Rapid Thermal Processing – Chemical Vapour Deposition (RTP-CVD) growth of high quality large area Graphene
Graphene has attracted a great interest because of its unique band structure and electronic properties that’s make it promising candidate for next-generation electronic devices, transparent, flexible electrode, sensors and multi functional composites. In this talk, we discuss the general details of Raman characterization of Graphene from various commercial sources and home grown Graphene samples. We also give emphasis on need of standardization procedure for Graphene characterization. Another challenging area is the characterization of Graphene in the composite materials, Raman plays vital role in the characterization of the Graphene reinforced composite materials. We discuses in the detail using Raman spectroscopy with mapping as important tool for characterization of Graphene before making composites and the state of graphene and its interface interaction with matrix.

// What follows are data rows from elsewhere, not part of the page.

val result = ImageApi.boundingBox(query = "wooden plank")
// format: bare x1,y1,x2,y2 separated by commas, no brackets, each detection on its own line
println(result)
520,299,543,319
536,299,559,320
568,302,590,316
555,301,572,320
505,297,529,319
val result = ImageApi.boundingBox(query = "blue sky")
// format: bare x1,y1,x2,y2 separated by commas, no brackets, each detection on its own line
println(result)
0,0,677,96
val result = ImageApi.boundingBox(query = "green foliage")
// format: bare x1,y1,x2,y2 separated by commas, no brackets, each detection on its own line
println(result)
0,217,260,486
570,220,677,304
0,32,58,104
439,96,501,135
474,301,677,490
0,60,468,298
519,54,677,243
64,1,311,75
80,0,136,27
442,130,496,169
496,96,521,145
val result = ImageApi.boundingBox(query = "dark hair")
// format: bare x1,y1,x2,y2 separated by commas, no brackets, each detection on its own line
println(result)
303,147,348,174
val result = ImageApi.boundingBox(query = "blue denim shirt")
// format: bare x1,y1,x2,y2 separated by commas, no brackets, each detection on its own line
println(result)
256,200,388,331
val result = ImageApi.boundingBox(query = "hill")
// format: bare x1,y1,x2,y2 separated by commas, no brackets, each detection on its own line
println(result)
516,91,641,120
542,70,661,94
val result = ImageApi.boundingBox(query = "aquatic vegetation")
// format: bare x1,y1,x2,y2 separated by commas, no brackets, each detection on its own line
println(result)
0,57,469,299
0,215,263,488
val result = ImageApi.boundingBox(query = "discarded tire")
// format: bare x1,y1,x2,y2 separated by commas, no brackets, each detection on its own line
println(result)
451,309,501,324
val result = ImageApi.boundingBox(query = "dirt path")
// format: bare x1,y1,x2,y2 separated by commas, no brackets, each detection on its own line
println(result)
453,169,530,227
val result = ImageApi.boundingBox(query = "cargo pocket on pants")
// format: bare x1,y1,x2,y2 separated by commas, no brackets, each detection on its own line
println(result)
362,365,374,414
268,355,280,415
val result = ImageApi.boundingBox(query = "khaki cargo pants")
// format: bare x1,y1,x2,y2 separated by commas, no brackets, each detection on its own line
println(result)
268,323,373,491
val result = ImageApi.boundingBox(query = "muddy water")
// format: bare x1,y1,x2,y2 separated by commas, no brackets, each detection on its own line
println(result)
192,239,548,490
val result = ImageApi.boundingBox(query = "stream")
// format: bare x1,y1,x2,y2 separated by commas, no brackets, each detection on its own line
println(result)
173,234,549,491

A Raman spectra of single layer graphene grown by Rapid Thermal Processing- Chemical Vapor Deposition (RTP-CVD) system has shown I2D/IG ratio of 3.83, indicating very high quality single layer graphene. The grown films were characterized by Raman spectroscopy with mapping to investigate morphology of graphene.
An automated program has been developed to carry out background removal using Continuous Wavelet Transformation (CWT) and carry out non linear least square fitting of Raman mapping data.
Graphene reinforced SS + Graphene composites by Additive Manufacturing
In this work, we developed a Steel Graphene composite in which a two-dimensional graphene is used as reinforcing agent to 3-Dimensional materials, which is good substitute for almost all type of reinforcing agent. It is very difficult to disperse graphene in liquid melt due to its very high tendency of agglomeration and large difference in density. In this work, we use alternative processing methods and process optimization for making GMMC. Graphene has very poor wet ability with metallic materials. A good interfacial bonding with metal matrix is the key for making high strength composites. A detailed study is required to understand the wetting behaviors of Graphene with metal matrix. Also surface modifications and process modification of the materials needs to be studied in details to successfully incorporating Graphene in metal and alloys. Graphene is a single atomic layer of carbon arrange in honeycomb lattice which is 2D material. In order to harness the properties of Graphene, we need to develop outbox processing methods to successfully synthesis GMMC. Aim of the work is to i. To increase sp. Strength of steel without effecting its corrosion resistance property by making Steel/Graphene composite. Study the effects of Graphene composition on Corrosion, mechanical, thermal and electrical properties. Optimize the parameters of Laser based Metal Additive Manufacturing System in order to make high strength Graphene + Steel composites.